A week later, on March 14, after a 14-hour shift in the hospital, I had a sore throat, but I didn’t pay attention to it. On March 16, I felt worse, noticing muscle pain and shortness of breath. This was odd, considering that I live on the 12th floor and always take the steps without any problem. However, I was now noticing dyspnea on exertion [a sensation of breathlessness]. That convinced me to wear a mask at all times. Later in the day, I noticed the onset of dry cough, so I decided to take the coronavirus test. I was lucky enough to get tested the very same day. After the test, I went straight home. The next day, I was notified that I had tested positive. Patients with mild illness do not require admission to the hospital, so I quarantined at home. When I first heard my diagnosis, I called my parents, who live in Moscow. I used this opportunity to explain to them the importance of self-isolation as the epidemic was gaining momentum.
Interestingly, prior to March 16, I had not been taking care of any patients with confirmed COVID-19. Therefore, there are two ways in which I could have gotten it: through someone in the hospital (a healthcare worker or patient) who was carrying the virus but was not suspected, or through community spread (like walking in the park, going to bars or restaurants, or going grocery shopping).
I quarantined for eight days, and during the last three, all the symptoms went away, so on March 25 I returned to the hospital. The atmosphere had shifted from fairly relaxed to warlike. All outpatient procedures had been canceled, and physician assistants and nurses from other departments were transferred to medicine service or the emergency room. In the last week of March, we faced a shortage of PPE (mostly notably N95, followed by face shields and whole-body gowns), but New Yorkers were helping us out: they donated those supplies and supported restaurant-sponsored fundraisers for more PPE.
Everything seemed surreal. I could never have imagined that while living in the US and working in a large nationally-renowned healthcare system, I would have to save the N95, sterilize it for 30 minutes by heating to 158°F, and use it again.
Fortunately, those days are over. Thanks to donors and the hospital administration, we now have all the medical supplies we need. Coronavirus tests have also significantly improved: in the beginning of March, test results from our hospital were ready in seventy-two hours; now it takes eight to twelve hours.
We are so grateful for all displays of support, including the flash mobs and ovations. It’s so encouraging to see people clapping and whooping for us, which they do every day at 7pm. It truly helps to lift the mood.
As for ethical issues, I don’t know anyone who has refused to work with COVID-infected patients.
From early March to mid-April, more than 440 people died in our hospital. This is approximately the same number of fatalities that we saw in a 10-month period in 2019. I can’t find the words to describe this.
There is no proven treatment for the coronavirus, although data from a recent study in JAMA shows that we are doing our best to improve our patients’ chances of recovery.
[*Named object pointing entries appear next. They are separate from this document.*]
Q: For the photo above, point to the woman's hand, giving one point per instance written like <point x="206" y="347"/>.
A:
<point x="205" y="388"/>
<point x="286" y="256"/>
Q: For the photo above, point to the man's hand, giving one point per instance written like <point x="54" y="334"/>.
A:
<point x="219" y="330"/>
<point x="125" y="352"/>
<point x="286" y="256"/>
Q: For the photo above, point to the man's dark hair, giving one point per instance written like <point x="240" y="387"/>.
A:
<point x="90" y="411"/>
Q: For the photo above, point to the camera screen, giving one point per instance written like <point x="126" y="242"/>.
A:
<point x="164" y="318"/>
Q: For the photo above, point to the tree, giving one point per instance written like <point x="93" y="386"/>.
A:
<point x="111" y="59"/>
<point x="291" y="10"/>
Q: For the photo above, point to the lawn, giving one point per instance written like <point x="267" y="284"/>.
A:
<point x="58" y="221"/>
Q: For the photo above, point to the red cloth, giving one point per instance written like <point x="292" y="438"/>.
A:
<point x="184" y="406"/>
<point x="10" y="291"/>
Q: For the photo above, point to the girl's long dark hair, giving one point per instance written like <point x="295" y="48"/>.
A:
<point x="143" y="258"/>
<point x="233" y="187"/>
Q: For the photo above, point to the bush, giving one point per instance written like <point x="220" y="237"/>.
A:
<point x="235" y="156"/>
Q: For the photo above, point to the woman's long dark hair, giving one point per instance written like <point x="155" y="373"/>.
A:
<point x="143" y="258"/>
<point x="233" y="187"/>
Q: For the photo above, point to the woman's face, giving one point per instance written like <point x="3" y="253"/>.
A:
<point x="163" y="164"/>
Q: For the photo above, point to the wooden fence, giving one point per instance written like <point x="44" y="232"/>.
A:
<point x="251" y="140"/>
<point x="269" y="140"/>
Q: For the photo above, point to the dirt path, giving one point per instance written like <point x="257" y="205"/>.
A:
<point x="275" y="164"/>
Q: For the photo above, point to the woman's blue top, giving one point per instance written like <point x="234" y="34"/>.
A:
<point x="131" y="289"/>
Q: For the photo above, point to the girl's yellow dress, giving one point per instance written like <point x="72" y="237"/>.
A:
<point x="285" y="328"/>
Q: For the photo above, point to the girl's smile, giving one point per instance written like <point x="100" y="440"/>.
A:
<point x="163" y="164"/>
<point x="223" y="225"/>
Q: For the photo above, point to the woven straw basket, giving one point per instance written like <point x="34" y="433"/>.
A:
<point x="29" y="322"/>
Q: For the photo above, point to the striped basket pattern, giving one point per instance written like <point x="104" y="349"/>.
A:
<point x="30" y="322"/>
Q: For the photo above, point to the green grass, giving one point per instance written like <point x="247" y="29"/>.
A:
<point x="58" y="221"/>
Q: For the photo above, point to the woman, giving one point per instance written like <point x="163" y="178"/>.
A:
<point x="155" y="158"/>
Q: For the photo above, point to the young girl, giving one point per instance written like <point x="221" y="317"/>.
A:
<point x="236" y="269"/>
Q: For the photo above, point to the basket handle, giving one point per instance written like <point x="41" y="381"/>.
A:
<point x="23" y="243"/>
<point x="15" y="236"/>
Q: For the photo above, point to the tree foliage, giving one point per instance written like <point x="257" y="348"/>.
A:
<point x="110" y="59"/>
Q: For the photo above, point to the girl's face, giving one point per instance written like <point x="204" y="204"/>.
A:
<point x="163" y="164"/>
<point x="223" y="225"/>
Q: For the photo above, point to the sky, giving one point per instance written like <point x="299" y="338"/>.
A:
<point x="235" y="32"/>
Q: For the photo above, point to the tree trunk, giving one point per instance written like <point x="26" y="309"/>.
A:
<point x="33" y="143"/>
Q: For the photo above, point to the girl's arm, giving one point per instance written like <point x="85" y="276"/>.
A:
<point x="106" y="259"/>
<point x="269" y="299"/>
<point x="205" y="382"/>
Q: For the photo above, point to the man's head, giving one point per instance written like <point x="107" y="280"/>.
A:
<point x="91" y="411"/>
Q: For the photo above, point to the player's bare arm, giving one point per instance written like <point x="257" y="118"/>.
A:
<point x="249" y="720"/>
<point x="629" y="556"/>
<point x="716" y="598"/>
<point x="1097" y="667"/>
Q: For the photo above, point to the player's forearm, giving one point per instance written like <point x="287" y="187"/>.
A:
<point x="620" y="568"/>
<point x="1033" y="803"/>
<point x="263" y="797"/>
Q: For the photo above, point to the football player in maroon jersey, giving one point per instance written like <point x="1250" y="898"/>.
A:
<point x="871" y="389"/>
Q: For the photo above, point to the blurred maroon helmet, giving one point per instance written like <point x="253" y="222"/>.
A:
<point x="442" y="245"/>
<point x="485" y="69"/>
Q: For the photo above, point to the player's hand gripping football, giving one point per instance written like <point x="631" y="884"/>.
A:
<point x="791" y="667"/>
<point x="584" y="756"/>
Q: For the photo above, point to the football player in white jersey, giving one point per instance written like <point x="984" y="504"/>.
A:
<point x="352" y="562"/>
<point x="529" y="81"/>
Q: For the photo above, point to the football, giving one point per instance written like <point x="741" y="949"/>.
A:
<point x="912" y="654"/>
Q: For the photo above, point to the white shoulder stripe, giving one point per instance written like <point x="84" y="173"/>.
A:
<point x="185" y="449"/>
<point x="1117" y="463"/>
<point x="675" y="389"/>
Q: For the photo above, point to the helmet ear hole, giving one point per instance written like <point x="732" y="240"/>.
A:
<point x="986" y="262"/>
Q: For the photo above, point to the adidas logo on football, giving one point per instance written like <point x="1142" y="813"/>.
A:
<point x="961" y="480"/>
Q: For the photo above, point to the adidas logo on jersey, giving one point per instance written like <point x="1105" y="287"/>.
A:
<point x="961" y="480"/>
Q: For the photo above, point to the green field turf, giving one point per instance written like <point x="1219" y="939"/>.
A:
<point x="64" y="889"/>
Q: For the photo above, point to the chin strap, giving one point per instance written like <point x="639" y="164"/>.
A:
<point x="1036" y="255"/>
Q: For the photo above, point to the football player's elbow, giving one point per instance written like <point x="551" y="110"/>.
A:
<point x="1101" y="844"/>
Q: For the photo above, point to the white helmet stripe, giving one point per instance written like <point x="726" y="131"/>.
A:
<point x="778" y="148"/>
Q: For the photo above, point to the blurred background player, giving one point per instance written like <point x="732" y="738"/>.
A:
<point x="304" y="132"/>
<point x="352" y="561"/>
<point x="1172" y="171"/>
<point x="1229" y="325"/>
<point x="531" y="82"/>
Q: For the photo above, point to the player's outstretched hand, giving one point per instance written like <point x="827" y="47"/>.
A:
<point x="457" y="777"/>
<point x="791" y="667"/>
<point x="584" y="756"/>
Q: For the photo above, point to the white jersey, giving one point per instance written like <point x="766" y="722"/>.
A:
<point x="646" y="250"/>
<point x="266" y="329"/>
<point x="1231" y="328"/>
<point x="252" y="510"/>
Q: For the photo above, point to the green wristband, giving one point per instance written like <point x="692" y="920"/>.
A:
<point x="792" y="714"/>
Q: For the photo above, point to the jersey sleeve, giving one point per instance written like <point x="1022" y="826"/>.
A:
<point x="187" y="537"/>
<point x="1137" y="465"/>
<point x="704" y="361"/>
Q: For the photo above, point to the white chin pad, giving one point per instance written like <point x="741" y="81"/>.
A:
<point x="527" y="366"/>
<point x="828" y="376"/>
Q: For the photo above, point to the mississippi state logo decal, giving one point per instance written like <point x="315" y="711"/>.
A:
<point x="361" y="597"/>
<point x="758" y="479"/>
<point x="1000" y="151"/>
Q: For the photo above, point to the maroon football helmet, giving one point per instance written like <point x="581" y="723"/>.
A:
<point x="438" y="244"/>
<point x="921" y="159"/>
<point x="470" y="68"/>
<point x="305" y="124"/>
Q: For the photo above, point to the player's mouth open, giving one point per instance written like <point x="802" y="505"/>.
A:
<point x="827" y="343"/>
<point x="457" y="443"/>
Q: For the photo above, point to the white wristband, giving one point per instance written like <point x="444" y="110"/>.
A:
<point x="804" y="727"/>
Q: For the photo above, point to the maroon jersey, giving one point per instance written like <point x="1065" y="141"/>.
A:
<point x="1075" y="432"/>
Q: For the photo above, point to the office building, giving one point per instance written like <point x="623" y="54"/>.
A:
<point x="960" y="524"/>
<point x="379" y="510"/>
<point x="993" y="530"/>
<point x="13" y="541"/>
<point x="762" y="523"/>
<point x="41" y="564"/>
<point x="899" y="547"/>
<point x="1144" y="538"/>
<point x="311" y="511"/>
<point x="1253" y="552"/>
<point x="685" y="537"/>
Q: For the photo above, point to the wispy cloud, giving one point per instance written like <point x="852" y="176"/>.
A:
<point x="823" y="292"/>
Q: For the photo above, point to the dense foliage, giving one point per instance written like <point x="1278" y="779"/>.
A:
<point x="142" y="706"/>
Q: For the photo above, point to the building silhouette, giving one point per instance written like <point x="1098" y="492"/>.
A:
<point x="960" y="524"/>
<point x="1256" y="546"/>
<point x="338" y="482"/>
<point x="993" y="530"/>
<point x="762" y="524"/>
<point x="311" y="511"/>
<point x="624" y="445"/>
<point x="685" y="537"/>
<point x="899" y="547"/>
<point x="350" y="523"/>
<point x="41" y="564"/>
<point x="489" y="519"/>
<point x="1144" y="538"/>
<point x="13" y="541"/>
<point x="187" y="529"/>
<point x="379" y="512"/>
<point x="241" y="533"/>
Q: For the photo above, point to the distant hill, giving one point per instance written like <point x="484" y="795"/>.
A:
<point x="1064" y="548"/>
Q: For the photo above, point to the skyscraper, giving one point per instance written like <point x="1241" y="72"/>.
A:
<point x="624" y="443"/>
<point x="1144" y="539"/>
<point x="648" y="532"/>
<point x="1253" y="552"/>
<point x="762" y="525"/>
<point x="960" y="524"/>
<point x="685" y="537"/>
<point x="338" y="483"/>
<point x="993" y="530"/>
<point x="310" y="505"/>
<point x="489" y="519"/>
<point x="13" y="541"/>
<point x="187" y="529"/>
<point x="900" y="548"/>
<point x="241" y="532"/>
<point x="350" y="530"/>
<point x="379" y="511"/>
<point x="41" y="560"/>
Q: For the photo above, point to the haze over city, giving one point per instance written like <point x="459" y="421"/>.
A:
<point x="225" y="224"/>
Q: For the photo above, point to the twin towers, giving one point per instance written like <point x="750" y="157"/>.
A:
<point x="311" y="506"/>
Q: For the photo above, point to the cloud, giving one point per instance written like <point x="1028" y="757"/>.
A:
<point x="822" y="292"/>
Unfortunately, COVID-19 not only affects the lungs; we are seeing high rates of renal failure requiring CVVHD [continuous veno-venous hemodialysis]. In addition, large numbers of patients are affected by hypercoagulability [excessive blood clotting] that can affect any organ in the body (causing heart attacks, strokes, etc). As you can imagine, these things can further complicate already complex health management.
It is clear that NYC passed the peak of hospital admission somewhere between April 8 and April 10. Since that time, we have seen a continuous decline in the number of admissions. I hope that this was the only peak and that we won’t see a second wave of infections after stay-at-home orders are lifted and businesses are reopened. Unfortunately, the recent repeat closure of Harbin, China and a strict quarantine in Singapore suggest otherwise.